Michel wrote:Exactly! Extending the threat avoiding moves is enough, rather than extending all moves (HGM's proposal) or doing a research at full depth (Tord's idea in Glaurung, which is basically the same as what HGM says, bus slightly more economical, due to potential early cutoffs in the re-search).
I am suggesting that extending _no moves at all_ would do just as well.... I have been asking in the last three posts if you have tested that.
Yes, I have tested it, and it was a regression. But I agree with you, it shouldn't be the case. None of these extensions (and many different ideas around it that I tested) worked for my engine DiscoCheck.
Stockfish is a strange animal: somehow this idea works in SF and perhaps nowhere else...!?
The only "null move fail low" stuff that I managed to get a measurable improvement out of, in DiscoCheck is the following "mate threat extension":
Code: Select all
// Null move pruning
if (!is_pv && !in_check && !is_mate_score(beta)
&& current_eval >= beta
&& B.st().piece_psq[B.get_turn()])
{
const int reduction = null_reduction(depth) + (current_eval - vOP >= beta);
B.play(0);
int score = -search(B, -beta, -alpha, depth - reduction, false, ss+1);
B.undo();
if (score >= beta) // null search fails high
return score < mate_in(MAX_PLY)
? score // fail soft
: beta; // *but* do not return an unproven mate
else if (score <= mated_in(MAX_PLY) && (ss-1)->reduction)

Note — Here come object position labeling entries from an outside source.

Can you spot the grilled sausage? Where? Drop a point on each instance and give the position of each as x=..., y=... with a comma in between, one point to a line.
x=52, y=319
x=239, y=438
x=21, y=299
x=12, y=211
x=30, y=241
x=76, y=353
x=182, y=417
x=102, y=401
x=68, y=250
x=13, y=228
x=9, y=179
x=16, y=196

++depth; // mate threat extension
}
I know what you're going to say: this code is unsound as it relies on fail soft scores, instead of doing a zero window search to test for a mate score. But the point is that when the null move returns a mate score, you can trust that the mate threat is real. On the other hand, due to beta cut-offs, you can't expect this to detect deep mates. So, I don't detect many deep mate threats in this way, but the ones I detect are gratis.
However doing a zero window search for a mate is very costly, because, in general, you won't find one and wuill just waste time searhcing for it (this was an idea I found in the chess programming wiki, and I think it's rather silly due to the cost of the ZW search for mate threat).
Theory and practice sometimes clash. And when that happens, theory loses. Every single time.